The restaurant claims a commitment to local produce and meat suppliers (including Kentucky beef from poet Wendell Berry’s Our Home Place local farms initiative). The menu incorporates breakfast, brunch, and lunch options throughout its 8 a.m.-3 p.m. daily operations. (The dining room is available to rent after those hour for special events and private dinners.)
Cole’s seasonal menu offers breakfast items (billed as “I’m not ready for lunch”), “biscuit things,” shareable dishes, salads, sandwiches, and entrees (“whole lotta lunch”). Most items range in price from $10 to $18, with entrees a bit more spendy at $22 (for vegetable pad Thai) to $27 (for seared salmon); add more protein to any dish for $7 (for chicken breast) to $12 (for steak, salmon, or shrimp).
A drinks menu offers a dozen cocktails from $9 to $11, plus a mimosa trio at $26; there’s a short, modestly priced wine and beer list and a couple of $7 mocktails.
I was intrigued by social media posts about Marigold’s “build your own” deviled eggs ($12). Naturally I had to try it! This appetizer is served on a long, purpose-built white ceramic dish with a dozen spaces to hold six egg halves filled with creamy whipped yolks seasoned with black pepper piped in pretty floral shapes. Alternate spaces were loaded with six topping to apply as you like them: crumbled bacon bits, yellow cheese shreds, pickled green-tomato chow chow, chopped green onion, “everything“ bagel topping mix, and microgreens. It was fun to try flavor combinations, but be aware, this is an eat-with-your-hands dish that will put your attractive cotton napkin to the test.
Beets are a divisive veggie. I love them, although I had to laugh when a social-media friend recently described their flavor as “bitter mold and sadness.” More for me! I was impressed with Marigold’s farmhouse beet salad ($13). Attractively plated, a treat for the eyes and the palate, it was a meal-size plate filled with separate mounds of diced, tender cooked purple and yellow beats flanked on one side by citrus ricotta drizzled with olive oil, on the other by rich beet sumac puree drizzled with champagne herb vinaigrette. This mountain of color and flavor was finished with garnishes of grilled lemon, microgreens, pea tendrils, and edible flowers.
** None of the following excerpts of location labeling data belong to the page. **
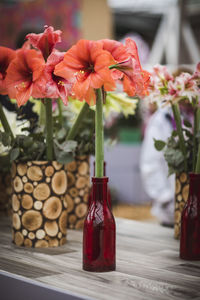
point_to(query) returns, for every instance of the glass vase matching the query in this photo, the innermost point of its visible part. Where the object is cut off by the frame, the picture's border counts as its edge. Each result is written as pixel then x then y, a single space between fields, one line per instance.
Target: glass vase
pixel 91 192
pixel 99 231
pixel 190 222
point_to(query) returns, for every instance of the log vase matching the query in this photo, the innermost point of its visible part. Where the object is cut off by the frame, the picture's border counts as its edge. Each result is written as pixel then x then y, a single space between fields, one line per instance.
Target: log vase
pixel 5 194
pixel 39 213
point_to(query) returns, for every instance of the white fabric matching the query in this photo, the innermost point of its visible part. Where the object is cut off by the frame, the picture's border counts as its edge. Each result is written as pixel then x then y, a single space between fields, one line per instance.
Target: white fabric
pixel 154 169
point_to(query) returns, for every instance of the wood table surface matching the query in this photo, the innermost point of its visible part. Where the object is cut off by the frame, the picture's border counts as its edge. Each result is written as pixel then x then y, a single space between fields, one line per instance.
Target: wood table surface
pixel 148 265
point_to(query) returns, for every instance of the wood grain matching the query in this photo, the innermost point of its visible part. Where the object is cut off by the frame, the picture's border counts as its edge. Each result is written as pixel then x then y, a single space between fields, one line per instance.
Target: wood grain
pixel 148 265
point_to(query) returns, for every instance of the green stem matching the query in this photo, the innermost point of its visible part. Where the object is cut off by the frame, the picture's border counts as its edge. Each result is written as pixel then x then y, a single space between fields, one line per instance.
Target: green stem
pixel 42 114
pixel 49 129
pixel 74 129
pixel 99 135
pixel 60 116
pixel 5 123
pixel 177 117
pixel 196 131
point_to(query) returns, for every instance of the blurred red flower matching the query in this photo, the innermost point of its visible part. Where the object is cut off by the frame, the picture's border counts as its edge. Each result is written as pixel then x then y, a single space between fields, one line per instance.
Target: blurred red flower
pixel 56 86
pixel 6 56
pixel 45 41
pixel 24 76
pixel 87 65
pixel 127 66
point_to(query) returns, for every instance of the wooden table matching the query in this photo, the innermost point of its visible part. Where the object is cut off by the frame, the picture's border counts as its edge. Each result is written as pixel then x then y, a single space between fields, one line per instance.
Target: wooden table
pixel 148 267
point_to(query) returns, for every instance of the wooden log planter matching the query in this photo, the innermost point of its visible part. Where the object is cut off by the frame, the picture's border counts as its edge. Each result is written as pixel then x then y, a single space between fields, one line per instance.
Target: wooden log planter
pixel 76 199
pixel 38 203
pixel 181 196
pixel 5 194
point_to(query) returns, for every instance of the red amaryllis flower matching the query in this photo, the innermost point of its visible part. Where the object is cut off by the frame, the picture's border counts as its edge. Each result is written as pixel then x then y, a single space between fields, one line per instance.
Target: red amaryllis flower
pixel 45 41
pixel 6 56
pixel 119 53
pixel 24 76
pixel 88 64
pixel 56 86
pixel 135 80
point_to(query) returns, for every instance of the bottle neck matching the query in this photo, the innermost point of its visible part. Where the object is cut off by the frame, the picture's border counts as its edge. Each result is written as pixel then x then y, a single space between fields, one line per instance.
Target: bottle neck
pixel 99 188
pixel 194 192
pixel 104 168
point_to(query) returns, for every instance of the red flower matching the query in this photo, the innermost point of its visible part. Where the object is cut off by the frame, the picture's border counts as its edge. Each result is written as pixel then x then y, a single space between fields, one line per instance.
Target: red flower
pixel 88 64
pixel 45 41
pixel 56 86
pixel 24 76
pixel 128 67
pixel 6 56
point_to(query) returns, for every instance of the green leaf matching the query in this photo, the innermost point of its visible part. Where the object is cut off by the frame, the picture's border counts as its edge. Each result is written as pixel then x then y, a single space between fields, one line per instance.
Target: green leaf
pixel 61 134
pixel 174 157
pixel 159 145
pixel 67 146
pixel 187 123
pixel 14 153
pixel 5 138
pixel 27 142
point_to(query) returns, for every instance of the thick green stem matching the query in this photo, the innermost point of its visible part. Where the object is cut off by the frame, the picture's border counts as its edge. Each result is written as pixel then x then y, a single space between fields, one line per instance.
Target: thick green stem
pixel 196 131
pixel 49 129
pixel 42 114
pixel 99 135
pixel 177 117
pixel 5 123
pixel 197 170
pixel 74 129
pixel 60 116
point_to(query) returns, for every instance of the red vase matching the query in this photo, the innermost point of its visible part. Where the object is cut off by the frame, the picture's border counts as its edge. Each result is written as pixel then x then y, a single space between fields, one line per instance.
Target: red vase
pixel 99 231
pixel 190 222
pixel 109 194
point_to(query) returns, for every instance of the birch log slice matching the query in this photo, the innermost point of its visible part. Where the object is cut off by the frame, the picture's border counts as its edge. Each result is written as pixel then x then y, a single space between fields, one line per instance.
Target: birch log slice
pixel 27 201
pixel 18 239
pixel 71 166
pixel 83 168
pixel 21 169
pixel 15 203
pixel 69 203
pixel 59 182
pixel 42 191
pixel 52 208
pixel 28 243
pixel 34 173
pixel 51 228
pixel 17 184
pixel 32 220
pixel 70 179
pixel 41 244
pixel 28 187
pixel 16 221
pixel 63 222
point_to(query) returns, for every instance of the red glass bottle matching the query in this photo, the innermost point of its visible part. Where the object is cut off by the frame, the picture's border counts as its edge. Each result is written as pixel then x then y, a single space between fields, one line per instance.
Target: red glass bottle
pixel 99 233
pixel 190 222
pixel 109 194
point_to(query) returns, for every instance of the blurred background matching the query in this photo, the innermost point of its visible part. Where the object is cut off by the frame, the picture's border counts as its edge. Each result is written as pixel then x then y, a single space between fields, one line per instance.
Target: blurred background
pixel 166 32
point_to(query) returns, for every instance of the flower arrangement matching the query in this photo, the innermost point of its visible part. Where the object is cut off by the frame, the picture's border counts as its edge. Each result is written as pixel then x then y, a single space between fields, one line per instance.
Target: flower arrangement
pixel 86 72
pixel 181 94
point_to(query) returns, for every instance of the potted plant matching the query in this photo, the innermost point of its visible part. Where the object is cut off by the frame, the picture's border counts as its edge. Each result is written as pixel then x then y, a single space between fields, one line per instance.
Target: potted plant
pixel 181 95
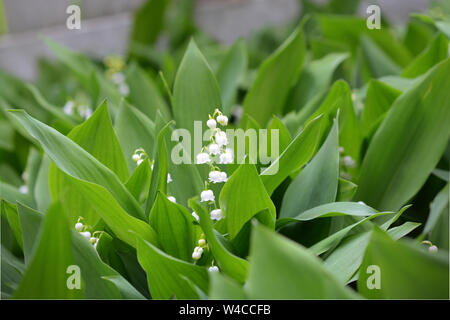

A large biscuit ($2) ordered alongside the salad because biscuits, was very buttery, delicious, and big enough for two to share.
A fried chicken sandwich ($14, also available grilled) consisted of a large, mild-flavored chicken thigh, pale and tender within a thick, very crisp batter-breaded crust. It was large enough to fill an oversize golden-brown brioche bun lightly speared with mayo and a handful of thin quick-pickled cucumber slices, leaf lettuce, and a surprisingly pale slice of what looked like last winter’s tomato. A generous portion of thick-sliced, crunchy, fresh-fried potato chips filled the rest of the plate.
I’m not a fan of commercial Pop-Tarts, but I’ve heard enough about Marigold’s $4 tongue-in-cheek house-made version that I couldn’t resist. I asked for brown sugar filling but accidentally got the version filled with strawberry. It was still good, filling surrounded by taste pie dough and topped with sugar glaze and colored sprinkles, but it’s not really something I’d crave again.
House of Marigold isn’t cheap eats, but it’s not unreasonable. With hot, strong coffee ($3.29 each), an impressive lunch came to $54.68, plus a $12 tip.
The House of Marigold
10310 Shelbyville Road
384-3767
thehouseofmarigold.com/welcome
facebook.com/marigoldcateringco
instagram.com/houseofmarigoldky
Noise Level: Undraped tables and hard surfaces bounce around the sound of a happy crowd, making conversation difficult. Noise levels averaged a 79.7 roar to an ear-shattering 92.2dB peak.
Accessibility: The dining room and restrooms appear fully accessible to wheelchair users.